To address these issues, we evaluated three landslide susceptibility maps for an area in Kerala (India) that were generated in the past years by utilising a new landslide inventory created after the maps were generated. This research presents a method for evaluating classified maps intended for use in decision-making and planning.

We assessed (1) the usability of the landslide susceptibility maps by conducting a literature analysis and conducting interviews with the map producers and users in Kerala. The assessment indicated the requirements for a map to be utilised for the intended purpose. We (2) generated a robust (new) landslide inventory using a MsaU-Net deep learning (DL) model, which was (3) used to evaluate the landslide susceptibility maps generated in the past years.
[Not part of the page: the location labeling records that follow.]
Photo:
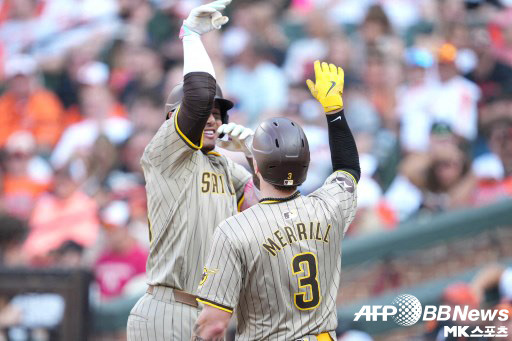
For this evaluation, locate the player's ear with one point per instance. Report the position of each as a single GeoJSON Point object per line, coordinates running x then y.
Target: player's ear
{"type": "Point", "coordinates": [255, 166]}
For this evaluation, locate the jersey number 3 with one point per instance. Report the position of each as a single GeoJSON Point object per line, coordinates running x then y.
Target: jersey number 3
{"type": "Point", "coordinates": [306, 264]}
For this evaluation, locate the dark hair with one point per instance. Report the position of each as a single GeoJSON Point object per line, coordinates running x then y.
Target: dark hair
{"type": "Point", "coordinates": [432, 182]}
{"type": "Point", "coordinates": [12, 231]}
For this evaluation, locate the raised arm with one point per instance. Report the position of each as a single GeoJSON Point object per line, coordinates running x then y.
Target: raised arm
{"type": "Point", "coordinates": [328, 90]}
{"type": "Point", "coordinates": [199, 84]}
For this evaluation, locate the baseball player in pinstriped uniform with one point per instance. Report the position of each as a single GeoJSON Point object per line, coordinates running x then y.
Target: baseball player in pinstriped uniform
{"type": "Point", "coordinates": [190, 188]}
{"type": "Point", "coordinates": [277, 264]}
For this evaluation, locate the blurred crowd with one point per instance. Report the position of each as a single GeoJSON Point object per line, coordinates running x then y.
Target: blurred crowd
{"type": "Point", "coordinates": [428, 95]}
We designed a method for evaluating classified maps, with a focus on evaluating and comparing in different scenarios.

A major accomplishment of the research was to generate Unique Conditions Units (UCUs), which were utilised to evaluate classified maps. We propose that these units can also be used to generate landslide susceptibility maps and provide a reasonable topographic representation. Our study has huge significance, particularly in (1) investigating the usability of landslide susceptibility maps and attempting to direct the focus of map producers toward more user-oriented landslide susceptibility mapping, (2) generating landslide inventory of small-sized landslides utilizing open source datasets, (3) designing a method to assess the classified landslide susceptibility maps in multiple evaluation scenarios, and (4) providing a method to generate Unique Conditions Units (UCUs) for evaluation as well as mapping purposes, (5) highlighting the challenges of analysing the importance of landuse and landcover changes on the validity of the landslide susceptibility maps.

We conclude that, although the volume of literature on the best methods for landslide susceptibility assessment is enormous, there is an urgent need to focus more on the forward predictive capability and usability by end-users.